Stephen Taylor avait assuré la mise en scène de cette adaptation, en fait volontairement réduite à un simple «travail théâtral», mais pour ce Viol de Lucrèce, il a pu disposer de moyens plus importants. Sa vision de l’œuvre est inspirée par une ligne directrice indéniablement cohérente: transposant l’action durant la Seconde Guerre mondiale, ce cauchemar dont venait de sortir le pacifiste résolu qu’était Britten, il insiste en outre sur la dimension politique de l’action – la volonté d’émancipation des Romains face aux Etrusques. Cette approche trouve sa traduction dans les costumes de Nathalie Prats, majoritairement militaires, et dans le décor pivotant de Laurent Peduzzi: deux pans de murs perpendiculaires, d’un rouge intense qui n’annonce rien de bon, plongés dans une pénombre déprimante par les éclairages de Christian Pinaud, à l’exception de la scène des fleurs au second acte.

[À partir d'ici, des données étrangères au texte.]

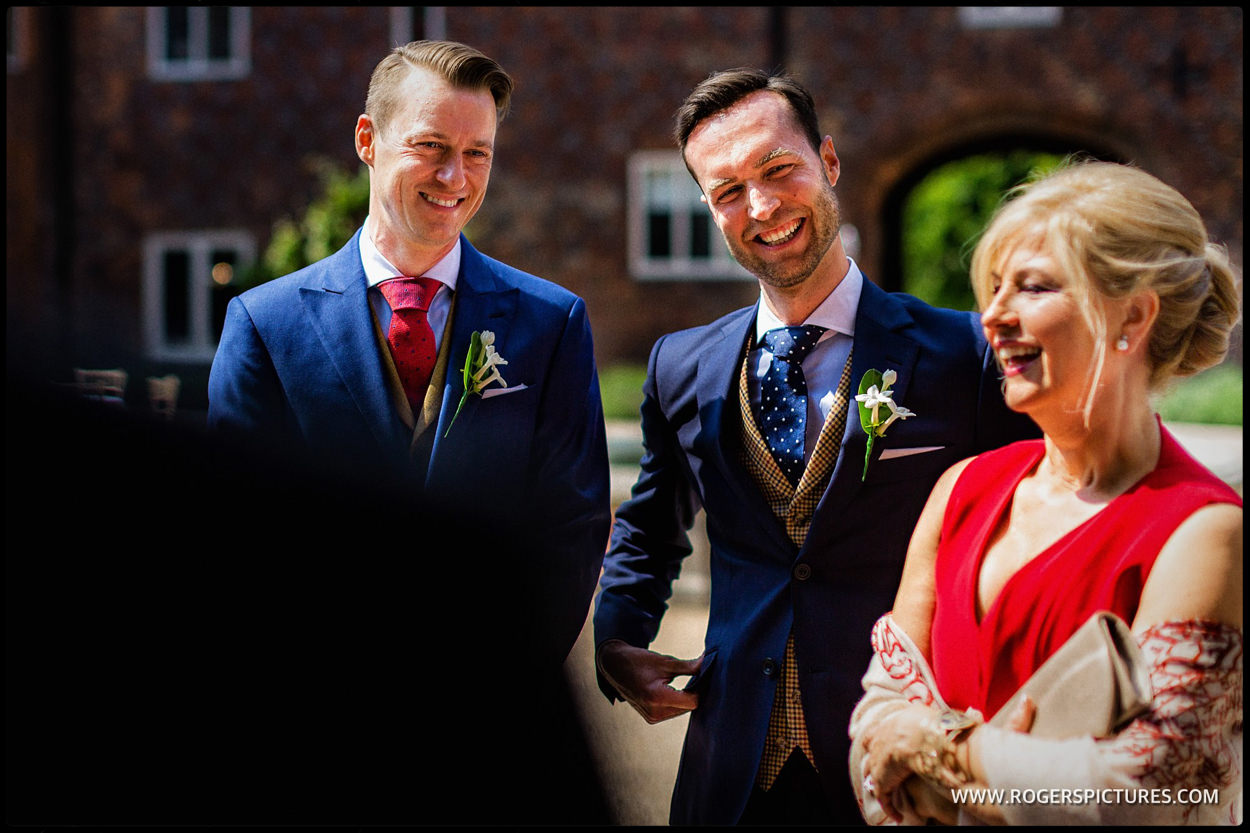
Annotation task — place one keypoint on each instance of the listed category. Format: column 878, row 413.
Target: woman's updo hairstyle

Dès lors, le Chœur masculin et le Chœur féminin peuvent déambuler, dossier à la main, autour de leurs classeurs métalliques de sous-officiers bureaucrates tandis que Tarquinius s’affale sur son lit de camp en buvant du whisky à la bouteille ou que Lucrèce, Lucia et Bianca enroulent sagement des bandes Velpeau. Si elle ne rend pas nécessairement service à un livret qui paraît bien souvent daté ou maladroit, cette transposition chronologique n’en évoque pas moins, tant par son caractère à la fois sombre, violent et monolithique que par la raideur des mouvements des personnages, une certaine image de la tragédie antique.
Elle trouve (malheureusement) un écho dans la fosse, avec la sonorité peu avenante, sèche et rêche, de l’Ensemble de Basse-Normandie que dirige Neil Beardmore. Dans cet environnement difficile, la plupart des chanteurs tirent correctement leur épingle du jeu, à commencer par Cornelia Oncioiu (une «ancienne» – promotion 2002-2004 – de ce qui était alors le «Centre de formation lyrique»), impeccable Bianca, mais aussi Ugo Rabec, Collatinus à la projection moyenne mais disposant d’une tessiture étendue.
Deux distributions se partagent les autres rôles. Lors de la première, c’est Anna Wall qui incarne le rôle-titre, avec une tenue vocale et scénique incontestable dans les états successifs que traverse Lucrèce. A ses côtés, la Lucia d’Elisa Cenni, outre un timbre perçant, voire strident, se montre particulièrement malheureuse dans ses aigus. Du côté des hommes, la puissance ne fait défaut ni au Tarquinius tour à tour arrogant et chantant d’Igor Gnidii, ni au Junius solide de Wiard Witholt. Les parties du Chœur masculin et du Chœur féminin échoient à des Français: Vincent Delhoume est handicapé par une diction insuffisamment idiomatique, une difficulté à se mouvoir sur scène et des graves peu solides, mais Marie-Adeline Henry offre en revanche une belle prestation.
Un spectacle dont tous les aspects scéniques et vocaux ne semblent donc pas pleinement aboutis, mais qui donne cependant une (rare) occasion de voir et d’entendre cet opéra de Britten.